The shot of the evening is set for the party on Saturday: Pineapple Upside Down Cake. After a few attempts, I've duplicated the one that Man Hands made for me on my birthday, so we will imbibe in his/her honor. Maybe Glinda will even partake, since it is in honor of the only Brobdingnagian she finds attractive. ;O)

The cocktail of the evening will be a Manhattan, a swanky classic.
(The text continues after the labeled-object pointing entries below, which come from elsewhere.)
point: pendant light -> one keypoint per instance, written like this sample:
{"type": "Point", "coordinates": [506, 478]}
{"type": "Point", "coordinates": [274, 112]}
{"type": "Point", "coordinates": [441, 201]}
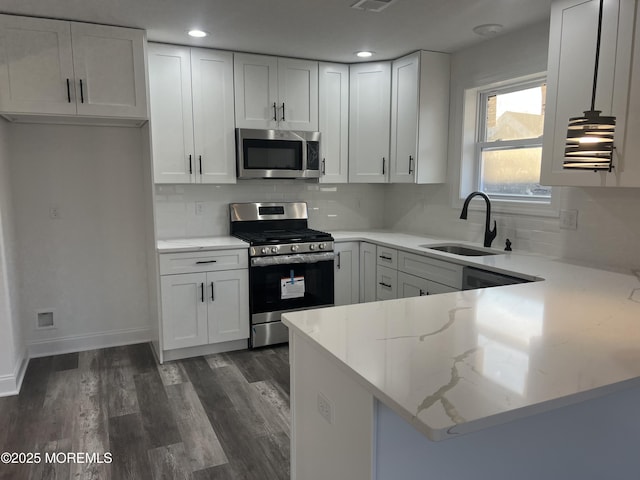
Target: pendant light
{"type": "Point", "coordinates": [590, 138]}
On other notes, I got my MP3 player this weekend, so when I ever get the time, I will fill it up. I still need to find time to make Glinda her box set. If I hadn't have wasted 2 hours at the movies today, I might have time to do so. Now I must go grade the most pathetic papers ever written. I'm averaging 5 a night--can't do any more.

Labels:

Thursday, September 01, 2005

Pushin dem childrens raht on ahead

Been offline for awhile and can't access Blogger from work (you've heard enough about that). Anyway, latest bitch about pisd is the announcement given in today's "9th grade expectation graduation initiative meeting." The stats they gave us in the meeting show that not one 8th grader in the district failed last year. They passed every single one of them to cook the books and look good for NCLB. A teacher mentioned that she used to work at one of the middle schools in the district and that everytime a teacher failed a student (6-8th graders), he/she would have to fill out an IEP (indiv educ plan) on that student and discuss ways that the teacher could've improved teaching in order to make that student pass. This doesn't sound bad in theory, but the directive was given in such a way that it intimidated the teachers. Teachers who had to fill out IEPs were looked upon as poor teachers, so everyone would just cook the gradebooks. This explains why at least 2 students in each of my classes can't read at all and why none of them can recognize a noun. It also explains why the students have no initiative or desire to try. One of them said today that 40s and 70s are the same thing, so why bother? NOT IN MY CLASS! :o)

This whole Katrina thing has got me down, and I think I'm not alone. Morale is very low at work, and everyone I talk to says that they are having sleep problems and are overwhelmed and stressed more than usual for no reason. There's a strange energy in the air everywhere, it seems. Am I nuts?